Many charitable and educational organizations need aircraft support in the field, says Edwards, but few can afford it or know where to find it. With eight years of practical know-how already logged, plus the two-and-a-half years spent in acquiring the Skywagon, Wings of Hope can offer this service. Thus far it has placed or assisted with some 30 airplanes in Africa, South America, Australasia and other locations, not to mention personnel, equipment, supplies and technical support. Currently on order, with delivery expected this month, is another Cessna 206 to replace the one in Kenya, which is needed for duty at another site.

Most important right now, Edwards reports, is the need for active participation from pilots – not money, but personal participation. Help is required in communications, training, maintenance and flight operations. All it takes is some spare time and a desire to get involved in something a little different for a humanitarian cause.

The results can be startling. Fay recalls how people first reacted when he and Donovan were trying to get the Super Cub to Africa: “When we’d start spelling out what our project was, they’d look at us with total disbelief. Apparently they weren’t used to the idea of somebody doing something for nothing for somebody else. But once you got the thing across to them, they became so cooperative, you
wouldn’t believe it.”

This is the spirit Wings of Hope is trying to generate. As Fay comments: ” The American-built light plane is still a magnificent unifier of people, and the little ships are still the required unit for medical aid in many parts of the world.”

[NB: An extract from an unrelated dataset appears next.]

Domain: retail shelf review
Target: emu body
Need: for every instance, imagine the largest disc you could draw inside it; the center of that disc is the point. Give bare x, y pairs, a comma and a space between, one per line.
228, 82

Edwards adds: “In a fundamental way, a couple of ALPA guys helped get this whole thing started . We’d like to invite every ALPA pilot to join us in building on what Jerry and Bud worked so hard to make a reality.”

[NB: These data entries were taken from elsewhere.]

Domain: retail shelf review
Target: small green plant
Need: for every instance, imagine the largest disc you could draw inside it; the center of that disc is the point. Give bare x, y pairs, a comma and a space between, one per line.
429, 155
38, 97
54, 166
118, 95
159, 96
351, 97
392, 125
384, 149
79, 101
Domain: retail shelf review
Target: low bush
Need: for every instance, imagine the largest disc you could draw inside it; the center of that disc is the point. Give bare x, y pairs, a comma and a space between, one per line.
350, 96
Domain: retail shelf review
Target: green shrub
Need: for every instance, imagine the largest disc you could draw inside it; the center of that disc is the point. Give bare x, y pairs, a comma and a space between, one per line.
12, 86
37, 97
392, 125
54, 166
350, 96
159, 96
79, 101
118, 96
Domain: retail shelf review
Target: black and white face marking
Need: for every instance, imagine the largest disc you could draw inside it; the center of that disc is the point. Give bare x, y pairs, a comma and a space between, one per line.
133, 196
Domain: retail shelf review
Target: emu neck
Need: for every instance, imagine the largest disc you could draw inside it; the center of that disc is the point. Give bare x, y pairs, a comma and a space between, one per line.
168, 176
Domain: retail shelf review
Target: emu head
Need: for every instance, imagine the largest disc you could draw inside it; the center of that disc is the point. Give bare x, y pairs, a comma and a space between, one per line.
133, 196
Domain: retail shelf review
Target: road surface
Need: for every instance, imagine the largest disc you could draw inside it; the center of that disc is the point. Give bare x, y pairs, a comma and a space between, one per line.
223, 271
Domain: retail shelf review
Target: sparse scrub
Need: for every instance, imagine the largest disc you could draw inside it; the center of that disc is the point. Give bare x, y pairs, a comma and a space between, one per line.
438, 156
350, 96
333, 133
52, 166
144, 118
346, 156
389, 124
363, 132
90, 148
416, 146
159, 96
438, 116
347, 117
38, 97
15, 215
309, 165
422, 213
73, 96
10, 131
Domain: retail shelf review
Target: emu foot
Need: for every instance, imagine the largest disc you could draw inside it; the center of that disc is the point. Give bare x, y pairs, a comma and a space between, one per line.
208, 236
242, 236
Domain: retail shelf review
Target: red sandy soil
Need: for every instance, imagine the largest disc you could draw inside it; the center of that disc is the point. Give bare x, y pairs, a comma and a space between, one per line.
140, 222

#1: Far-left: Riding desert air currents is Super Cub donated by two ALPA pilots to help starving nomads in Kenya. Left: Cub’s first pilot, Sister Michael Therese, welcomes fellow pilot Max Conrad to African airstrip.
#2: Good roads in Kenya stop at Kitale, supply point for desert relief camps set up in 1961 to aid famine victims. Super Cub ferried provisions from Kitale to camps.
#3: Left: ALPA’s Bud Donovan shows movie camera to Kenyan children while visiting relief camp at Lorogumo to help deliver Super Cub to missionaries. Camp consisted of a few tin shacks and native huts. Above: The airplane sat in the sun, where it eventually was chewed on by animals.